Monday, November 14, 2011

Salty Chocolate, and Don't Say You Can't

I dug into these chocolate covered pretzels by Snyders in the car this Saturday afternoon, and found a delightful combination of sugar and salt in each bite.

And that’s about the end of this review, because the reason I was eating them in the car on Saturday afternoon is that I knew I’d need some salt and sugar on the drive back from the Richmond Marathon.

Yes. Marathon. I did that $%^*.

Now, you might think “wow, that’s amazing,” or you might be one of my friends who has done 5+ marathons who is instead just thinking “so, did you sign up for the next one yet?”. But what I hope nobody is thinking is “I could never do that.”

The sad thing is, a spectator said that to me as I was walking back to my car. And I told him that was nonsense, because I had just done it with a bad kidney and asthma. Oh, and I broke a vertebrae 13 years ago, which resulted in permanent muscular structure changes in my back.

I don’t want to make this a post how anybody, baring severe physical disability, can train to run a marathon – you can instead read Susan’s post about how anybody can do an Ironman. What I do want to write about is the test that training for a marathon – not racing one – puts you through.

And what it does is test your physical and mental strength. Over and over and over. There’s no way to find out just how training for a marathon will do this to you without actually going through it. Of course, other undertakings are more difficult, and believe me, after finishing three degrees at MIT, I know what difficult means. But it’s a different kind of difficult that challenges what you thought you could do from the start of the training cycle 16-20 weeks before the race.

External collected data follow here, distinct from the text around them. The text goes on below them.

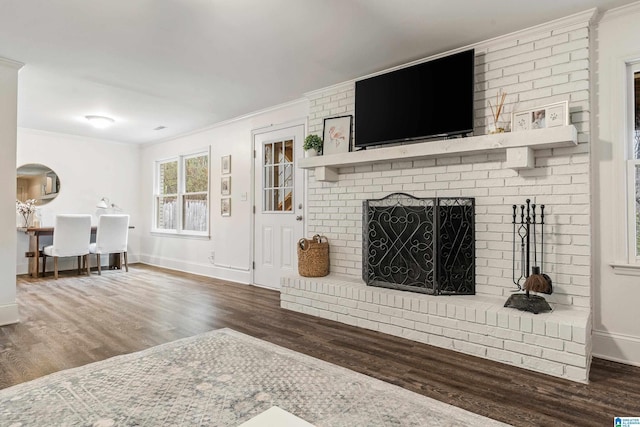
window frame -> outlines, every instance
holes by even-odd
[[[628,65],[627,90],[627,129],[625,131],[625,153],[624,161],[626,166],[625,182],[625,204],[626,204],[626,231],[627,231],[627,262],[630,265],[640,266],[640,251],[637,248],[638,226],[636,223],[636,168],[640,167],[640,158],[635,158],[635,74],[640,73],[640,62]],[[640,132],[640,130],[639,130]]]
[[[627,161],[627,240],[629,242],[629,264],[640,266],[640,251],[638,251],[638,225],[636,220],[636,168],[640,167],[640,159]]]
[[[185,162],[188,159],[194,157],[207,157],[207,190],[198,192],[186,191],[186,175],[185,175]],[[177,194],[163,194],[160,192],[160,167],[163,164],[177,161]],[[185,198],[190,195],[205,195],[206,196],[206,230],[185,230],[184,229],[184,202]],[[176,209],[176,228],[159,228],[158,227],[158,208],[159,201],[162,197],[175,196],[177,209]],[[211,150],[210,148],[198,149],[179,154],[177,156],[167,157],[164,159],[156,160],[154,162],[154,194],[153,194],[153,211],[152,211],[152,233],[172,236],[185,236],[185,237],[206,237],[210,238],[211,231]]]

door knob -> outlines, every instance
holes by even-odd
[[[296,217],[296,221],[302,221],[302,215],[298,215],[298,216]]]

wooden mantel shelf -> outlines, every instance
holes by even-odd
[[[298,161],[302,169],[315,169],[318,181],[338,181],[340,168],[374,163],[429,159],[445,156],[494,153],[505,150],[510,169],[530,169],[535,166],[534,150],[573,147],[578,144],[575,126],[560,126],[523,132],[507,132],[453,138],[414,144],[374,148],[329,156],[307,157]]]

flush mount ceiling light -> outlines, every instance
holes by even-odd
[[[84,118],[91,123],[91,126],[98,129],[104,129],[115,122],[111,117],[105,116],[84,116]]]

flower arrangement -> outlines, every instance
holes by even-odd
[[[36,199],[28,199],[25,202],[16,200],[16,212],[24,218],[24,226],[29,226],[29,218],[36,211]]]
[[[491,116],[493,118],[493,131],[489,133],[502,133],[504,132],[503,127],[498,126],[498,122],[500,120],[500,114],[502,114],[502,109],[504,107],[504,99],[507,97],[507,93],[503,92],[502,89],[496,93],[496,107],[493,108],[491,105],[491,101],[489,101],[489,107],[491,108]]]

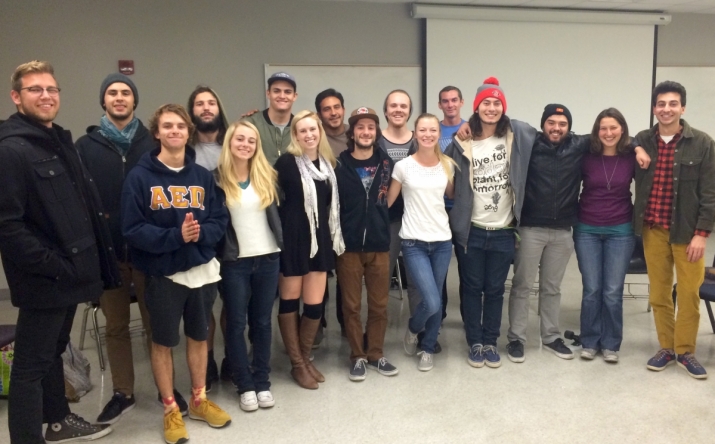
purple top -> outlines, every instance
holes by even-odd
[[[619,156],[588,154],[584,157],[578,214],[581,223],[609,227],[632,220],[631,181],[635,177],[635,163],[636,156],[632,152]]]

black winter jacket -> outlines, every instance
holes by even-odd
[[[22,114],[0,126],[0,254],[13,305],[58,308],[121,284],[99,193],[72,136]]]
[[[581,161],[591,136],[570,133],[554,146],[539,133],[531,151],[520,225],[569,228],[578,223]]]
[[[392,180],[394,163],[377,147],[380,162],[369,193],[355,171],[354,158],[348,151],[340,153],[335,177],[340,195],[340,228],[348,252],[385,252],[390,250],[390,216],[387,190]]]
[[[129,262],[131,260],[129,248],[122,236],[121,218],[119,217],[122,186],[127,173],[136,166],[144,153],[157,147],[157,142],[139,122],[132,145],[124,156],[111,141],[99,132],[99,126],[96,125],[88,127],[87,134],[77,139],[75,146],[84,166],[95,179],[117,258],[123,262]]]

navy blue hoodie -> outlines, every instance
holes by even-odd
[[[229,216],[223,191],[195,163],[192,148],[186,147],[185,166],[178,173],[157,159],[159,152],[144,154],[124,181],[122,234],[137,269],[149,276],[171,276],[216,256]],[[189,212],[201,228],[198,242],[186,243],[181,235]]]

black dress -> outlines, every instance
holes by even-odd
[[[318,160],[313,162],[320,169]],[[285,196],[278,207],[283,228],[283,249],[281,250],[281,273],[284,276],[304,276],[311,271],[328,271],[335,268],[333,241],[330,238],[328,215],[332,188],[330,182],[313,180],[318,197],[318,226],[316,237],[318,251],[310,257],[310,225],[305,213],[303,182],[301,181],[295,156],[286,153],[278,158],[274,166],[278,172],[278,184]]]

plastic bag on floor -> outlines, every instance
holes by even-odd
[[[89,361],[72,342],[69,342],[67,350],[62,353],[62,363],[65,371],[65,396],[71,402],[79,402],[79,398],[92,390]]]

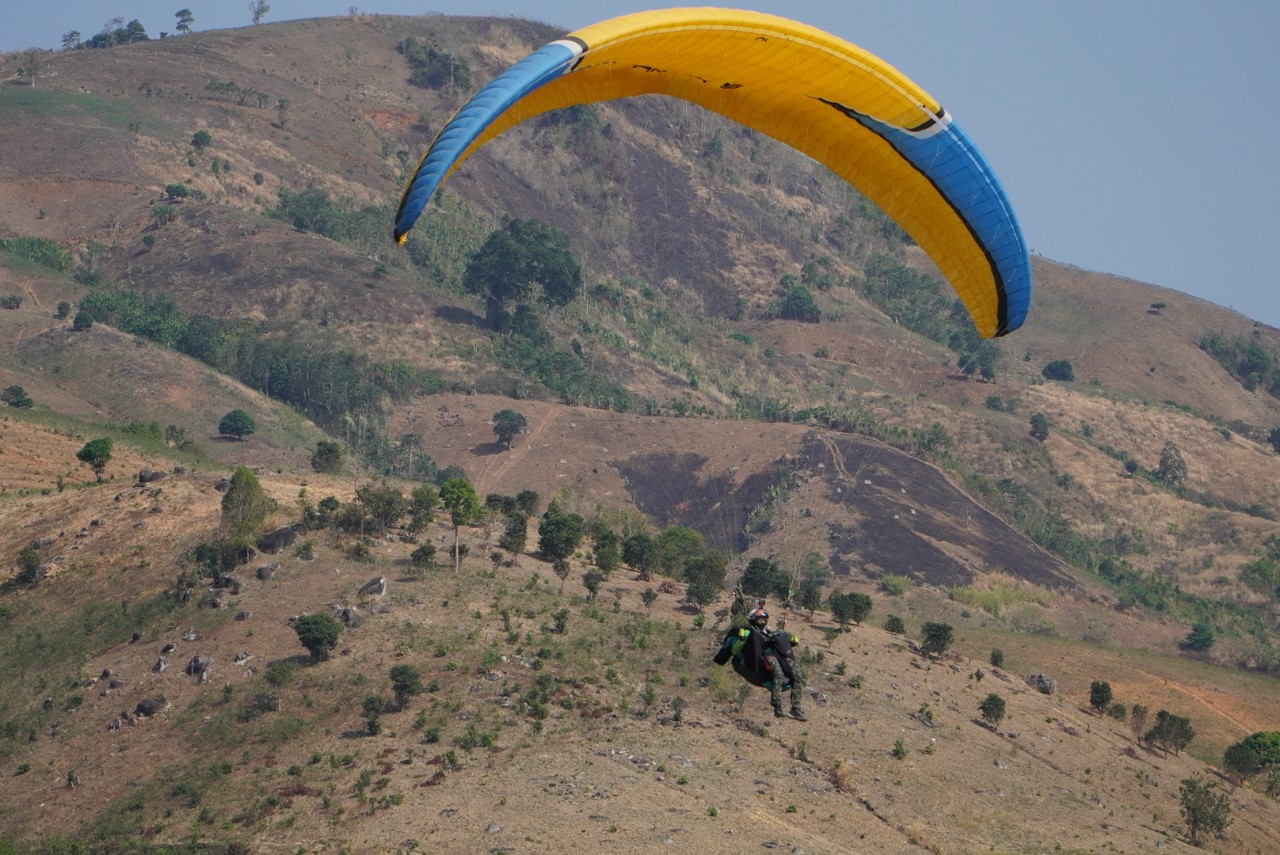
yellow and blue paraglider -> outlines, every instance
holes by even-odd
[[[933,259],[985,337],[1031,302],[1031,262],[1004,189],[937,101],[829,33],[757,12],[624,15],[543,46],[475,94],[400,199],[403,242],[477,148],[549,110],[633,95],[689,101],[805,153],[878,205]]]

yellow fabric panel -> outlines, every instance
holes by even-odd
[[[883,138],[818,100],[904,130],[927,128],[941,107],[895,68],[804,24],[725,9],[640,12],[564,39],[573,40],[586,45],[577,67],[501,114],[454,168],[549,110],[645,94],[681,98],[804,152],[857,187],[929,254],[979,332],[993,334],[991,264],[966,224]]]

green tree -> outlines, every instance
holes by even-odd
[[[1031,438],[1037,442],[1049,438],[1049,419],[1044,413],[1031,414]]]
[[[1236,783],[1243,784],[1262,771],[1262,758],[1252,745],[1241,740],[1222,752],[1222,768],[1235,777]]]
[[[0,401],[19,410],[28,410],[35,403],[21,386],[6,386],[0,391]]]
[[[1178,788],[1182,820],[1193,846],[1199,846],[1206,834],[1221,837],[1231,824],[1231,799],[1225,793],[1215,793],[1216,787],[1213,782],[1192,775],[1184,778]]]
[[[831,609],[831,617],[836,623],[847,627],[850,621],[862,623],[863,618],[871,613],[871,598],[857,592],[832,591],[827,597],[827,608]]]
[[[1133,731],[1133,741],[1141,744],[1147,733],[1147,718],[1151,710],[1142,704],[1134,704],[1129,709],[1129,729]]]
[[[813,613],[822,605],[822,581],[813,577],[802,581],[800,589],[796,591],[796,605],[807,611],[812,618]]]
[[[453,570],[462,567],[462,527],[480,513],[480,497],[466,478],[450,478],[440,485],[440,503],[453,523]]]
[[[298,641],[307,648],[311,658],[320,662],[328,659],[329,653],[338,646],[342,624],[333,615],[316,612],[294,621],[293,631],[298,634]]]
[[[409,529],[422,531],[440,504],[440,490],[435,484],[419,484],[409,494]]]
[[[777,597],[785,600],[791,593],[791,577],[776,561],[769,558],[752,558],[742,571],[738,581],[742,592],[753,597]]]
[[[40,553],[31,544],[18,550],[19,585],[33,585],[40,581]]]
[[[75,318],[71,321],[71,329],[76,332],[87,332],[93,329],[93,315],[84,309],[76,312]]]
[[[191,147],[196,151],[203,151],[205,146],[213,142],[213,135],[201,128],[191,137]]]
[[[370,736],[382,733],[382,714],[387,711],[387,699],[381,695],[366,695],[360,711],[364,714],[366,732]]]
[[[622,565],[622,538],[611,528],[597,529],[592,532],[594,545],[591,547],[591,560],[605,578],[613,574]]]
[[[786,279],[784,278],[784,283]],[[799,283],[791,284],[778,306],[778,317],[783,320],[804,321],[816,324],[822,320],[822,311],[813,292]]]
[[[327,439],[317,442],[311,455],[311,468],[331,475],[342,471],[342,446]]]
[[[521,490],[516,493],[516,504],[525,512],[527,516],[536,516],[538,513],[538,492],[536,490]]]
[[[529,541],[529,516],[524,511],[512,511],[507,514],[506,524],[502,529],[502,537],[498,538],[498,546],[513,556],[524,552]]]
[[[1280,731],[1259,731],[1228,746],[1222,765],[1242,783],[1264,769],[1280,769]]]
[[[640,602],[644,603],[645,611],[653,609],[653,604],[658,601],[658,592],[653,588],[645,588],[640,592]]]
[[[1273,427],[1271,433],[1267,434],[1267,442],[1271,443],[1271,448],[1277,454],[1280,454],[1280,427]]]
[[[275,500],[262,489],[253,470],[248,466],[236,467],[227,491],[222,494],[223,540],[235,546],[254,543],[262,524],[275,509]]]
[[[409,500],[400,488],[385,480],[357,487],[356,501],[364,506],[365,514],[377,526],[379,534],[395,525],[409,509]]]
[[[195,19],[196,19],[196,16],[195,16],[195,15],[193,15],[193,14],[191,14],[191,10],[190,10],[190,9],[179,9],[178,11],[174,12],[173,14],[174,14],[174,17],[176,17],[176,18],[178,19],[178,24],[177,24],[177,26],[176,26],[176,27],[174,27],[174,29],[175,29],[175,30],[177,30],[177,31],[178,31],[178,32],[180,32],[180,33],[189,33],[189,32],[191,32],[191,24],[192,24],[192,22],[193,22],[193,21],[195,21]]]
[[[648,532],[639,531],[622,541],[622,560],[647,582],[657,569],[658,546]]]
[[[712,549],[684,565],[685,596],[699,609],[715,602],[716,594],[724,587],[729,559],[718,549]]]
[[[271,7],[267,5],[267,0],[250,0],[249,2],[249,19],[254,25],[262,23],[262,19],[267,17],[267,13],[271,11]]]
[[[1191,744],[1195,735],[1191,719],[1174,715],[1168,710],[1159,710],[1156,713],[1156,723],[1147,731],[1143,740],[1160,746],[1165,754],[1179,754]]]
[[[538,523],[538,549],[552,561],[567,560],[582,543],[586,522],[577,514],[567,513],[554,503]]]
[[[1044,367],[1040,372],[1046,380],[1063,380],[1070,382],[1076,379],[1075,370],[1072,369],[1071,363],[1065,359],[1055,359]]]
[[[422,694],[422,672],[416,665],[391,666],[391,691],[396,696],[396,706],[404,709],[414,695]]]
[[[92,469],[93,474],[101,481],[103,471],[111,462],[111,445],[109,436],[90,440],[84,444],[84,448],[76,452],[76,460]]]
[[[1153,473],[1170,487],[1181,487],[1187,480],[1187,461],[1172,442],[1166,442],[1160,451],[1160,465]]]
[[[234,436],[241,442],[257,428],[253,416],[244,410],[232,410],[218,422],[218,433],[223,436]]]
[[[946,653],[951,642],[955,640],[955,633],[950,624],[930,621],[920,627],[920,632],[923,635],[920,649],[930,656],[941,656]]]
[[[1182,646],[1187,650],[1208,650],[1213,647],[1216,641],[1217,638],[1213,634],[1213,627],[1202,620],[1198,620],[1191,626],[1191,631],[1183,639]]]
[[[44,51],[40,48],[27,48],[18,53],[18,74],[31,81],[31,88],[36,88],[36,77],[40,67],[44,65]]]
[[[1102,680],[1094,680],[1089,684],[1089,706],[1094,712],[1102,715],[1111,703],[1111,684]]]
[[[493,432],[498,442],[511,448],[511,440],[523,433],[529,422],[515,410],[499,410],[493,414]]]
[[[1000,722],[1004,721],[1004,711],[1004,698],[995,692],[987,695],[982,699],[982,703],[978,704],[978,712],[982,714],[982,720],[991,725],[993,730],[1000,726]]]
[[[540,295],[565,305],[582,287],[582,268],[563,231],[538,220],[513,219],[492,232],[467,261],[463,286],[485,304],[489,328],[508,332],[513,307]]]

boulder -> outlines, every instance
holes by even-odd
[[[197,653],[187,661],[186,671],[192,677],[199,677],[200,682],[207,682],[209,679],[209,670],[213,668],[212,656],[201,656]]]
[[[282,552],[298,540],[298,533],[289,526],[281,526],[275,531],[269,531],[258,539],[258,550],[268,555],[274,555]]]
[[[136,715],[149,718],[163,710],[164,707],[164,698],[143,698],[138,701],[138,705],[133,708],[133,711]]]
[[[143,469],[140,472],[138,472],[138,483],[150,484],[152,481],[159,481],[163,478],[168,478],[168,477],[169,477],[169,473],[164,472],[160,469]]]
[[[387,577],[386,576],[373,577],[368,582],[365,582],[363,585],[361,585],[360,590],[357,591],[357,593],[367,594],[371,597],[384,596],[387,593]]]
[[[1032,674],[1027,678],[1027,685],[1045,695],[1058,691],[1058,681],[1048,674]]]
[[[263,564],[261,567],[259,567],[255,575],[257,575],[259,579],[265,582],[268,579],[270,579],[272,576],[276,575],[276,571],[279,569],[280,569],[280,565],[272,561],[270,564]]]

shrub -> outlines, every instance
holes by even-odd
[[[886,573],[879,579],[880,587],[886,594],[894,597],[901,597],[911,587],[911,579],[908,576],[900,576],[895,573]]]
[[[84,332],[93,328],[93,315],[81,309],[76,312],[75,320],[71,322],[71,328],[76,332]]]
[[[436,545],[426,541],[409,553],[409,564],[414,567],[430,567],[436,559]]]
[[[303,615],[294,622],[293,629],[298,634],[298,641],[317,662],[329,658],[329,653],[338,646],[338,636],[342,634],[342,624],[324,612]]]
[[[1065,359],[1055,359],[1044,367],[1040,372],[1046,380],[1063,380],[1070,382],[1076,379],[1075,370],[1072,369],[1071,363]]]
[[[18,550],[18,584],[31,585],[40,581],[40,556],[35,547],[24,546]]]
[[[931,656],[940,656],[955,640],[955,633],[950,624],[930,621],[920,628],[923,638],[920,649]]]
[[[0,401],[19,410],[30,409],[35,403],[27,394],[27,390],[21,386],[6,386],[3,391],[0,391]]]
[[[336,473],[342,469],[342,446],[322,439],[316,443],[311,455],[311,468],[317,472]]]
[[[1001,650],[999,647],[994,648],[991,651],[991,658],[988,661],[996,668],[1003,668],[1004,667],[1004,651]]]
[[[907,625],[897,615],[889,615],[884,619],[884,630],[894,635],[902,635],[907,631]]]
[[[982,720],[993,728],[999,727],[1000,722],[1004,721],[1004,711],[1004,698],[995,692],[987,695],[982,699],[982,703],[978,704],[978,712],[982,714]]]

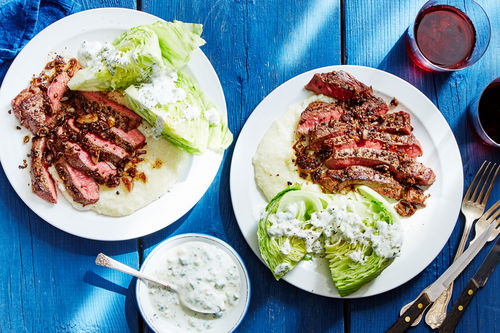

Now I know people go and run marathons without doing more than a handful of 10 mile training runs. They really miss out. They never get to find out what they’re truly capable of putting themselves through, and that is where the real stuff happens. Not on race day. In the four to five months before race day. I had a blast in the process (sick and twisted, I know), but there were a lot of times that I had to do ridiculous things to stay with the training plan.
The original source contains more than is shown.